In recent years, Europe, China, the United States and other countries and regions are committed to the research and detection of dark matter and dark energy. NASA is developing the Nancy Grace Roman Space Telescope, which is scheduled to launch in 2027. China's two-meter space survey space telescope (CSST) is scheduled to launch in 2024. These telescopes have similar research directions to Euclid, used to carry out wide-area sky survey observations, and carry out cutting-edge research in the fields of cosmic structure formation and evolution, dark matter and dark energy.

In 2013, the China Sky Survey Space Telescope Program was approved, and Zhan Hu, a researcher at the National Astronomical Observatory of the Chinese Academy of Sciences, participated in the development of CSST, telling the media that CSST was scheduled to be delivered before the end of 2023 and planned to be launched in 2024. According to reports, the CSST spacecraft is the size of a bus and stands 3 stories tall. CSST's main mission is the CSST, which will cover 40% of the entire sky and accumulate high-quality data on nearly 2 billion galaxies.

Among the many scientific goals of NASA's Nancy Grace Roman Space Telescope, it also includes studying cosmic scales and dark energy, and it will also search for cosmic supernova events. But it is different from Chinese and European astronomical telescopes. According to ESA, the mission of the Roman and Euclid telescopes is "complementary", Euclid's measurement field is wider, while Roman only surveys a smaller area, but will detect with higher resolution and greater wavelength coverage, and the overlapping results of the two can be used to check each other's systematic errors.

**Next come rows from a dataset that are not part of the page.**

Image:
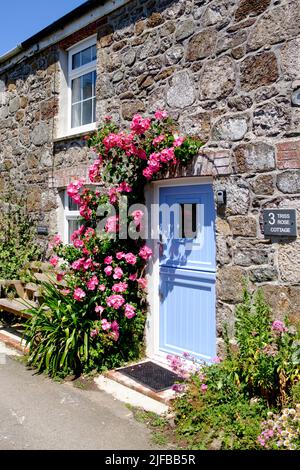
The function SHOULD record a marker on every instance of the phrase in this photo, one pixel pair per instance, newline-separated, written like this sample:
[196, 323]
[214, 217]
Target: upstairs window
[82, 86]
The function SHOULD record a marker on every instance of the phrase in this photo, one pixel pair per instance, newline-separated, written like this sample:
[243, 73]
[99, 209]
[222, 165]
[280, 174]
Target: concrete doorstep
[112, 382]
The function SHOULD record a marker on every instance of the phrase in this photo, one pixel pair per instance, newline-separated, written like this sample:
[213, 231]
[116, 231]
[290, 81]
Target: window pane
[188, 222]
[76, 60]
[73, 225]
[87, 115]
[86, 56]
[76, 90]
[87, 86]
[76, 115]
[94, 52]
[94, 110]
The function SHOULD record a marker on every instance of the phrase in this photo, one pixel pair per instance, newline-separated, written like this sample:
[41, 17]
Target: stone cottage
[227, 71]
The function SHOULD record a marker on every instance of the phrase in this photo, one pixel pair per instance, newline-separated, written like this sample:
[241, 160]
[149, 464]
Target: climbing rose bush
[102, 273]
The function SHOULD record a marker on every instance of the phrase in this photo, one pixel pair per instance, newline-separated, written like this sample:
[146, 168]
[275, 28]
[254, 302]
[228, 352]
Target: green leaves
[17, 240]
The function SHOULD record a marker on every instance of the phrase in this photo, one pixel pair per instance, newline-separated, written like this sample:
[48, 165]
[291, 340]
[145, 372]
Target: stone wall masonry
[226, 70]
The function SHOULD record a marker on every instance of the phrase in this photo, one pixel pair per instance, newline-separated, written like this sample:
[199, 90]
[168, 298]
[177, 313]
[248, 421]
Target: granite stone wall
[229, 72]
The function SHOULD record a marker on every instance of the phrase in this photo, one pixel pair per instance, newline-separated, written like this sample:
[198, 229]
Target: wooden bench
[18, 306]
[28, 294]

Can such survey telescopes finally lift the veil on dark matter and dark energy? Isabel Hooke, a professor of astrophysics at Lancaster University in the United Kingdom and a scientist at Euclid, mentioned in an interview that Euclid will send back a photo of its "first impression" of the universe in a few months, but scientists will have to wait years before they can get a huge amount of data and announce some new results.

Published on July 10, 2023, the 1099th issue of China Newsweek magazine

Magazine Title: Can Euclid's Telescope Solve the Mystery of Dark Matter?